With growing concern about the number of children living in poverty in the United States, the Head Start program was initiated in 1965 as Project Head Start, one component in the “war on poverty.” Originally conceived as an eight-week summer pilot program implemented in nearly 2,500 communities across the country, the first trial served 500,000 four- and five-year-old children. From this initial beginning, Head Start programs quickly expanded to nine-month and even full-year programs, either half-day or full-day. As of 2006, the Head Start program served about 900,000 three- and four-year-old children nationally in nearly 19,000 centers for a total annual cost of $6.8 billion. Over time, the reach of the program has been substantial: Between 1965 and 2006, Head Start has enrolled more than twenty-four million children.

Challenges of Program Evaluation

By providing a comprehensive set of education, health, and social services, Head Start aimed to counteract the detrimental influences of poverty and prepare children academically and socially for school entry. From its inception, there has been an interest in understanding whether Head Start indeed achieves this objective. However, a comparison of outcomes for children who participated in Head Start with those who did not would not measure the true effect of Head Start if program participants are systematically different from nonparticipants. For example, Head Start participants are on average from poorer families and they may come from families whose parents are more motivated to see their children succeed. These selectivity factors could confound efforts to measure the true effects of Head Start participation.
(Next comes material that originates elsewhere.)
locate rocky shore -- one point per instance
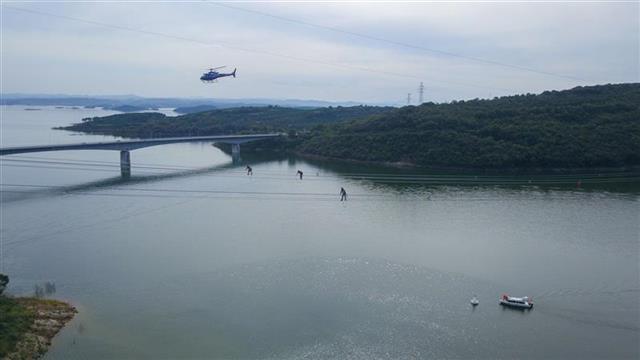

Ideally, we want to measure the effects of Head Start on children’s outcomes compared to what those outcomes would have been for the same children in the absence of the program. Since it is not possible to observe the same children both participating and not participating in the program, researchers turn to experimental and quasi-experimental methods to assess program effects. Well-designed and implemented randomized control trials—with study participants randomly assigned to participate in the program or remain in the control group— remain the gold standard among social science evaluation methods. Potential selectivity bias is eliminated because program participation is determined at random. A second-best alternative is the use of quasi-experimental methods using data on participants and nonparticipants where statistical methods are employed to minimize any selectivity bias.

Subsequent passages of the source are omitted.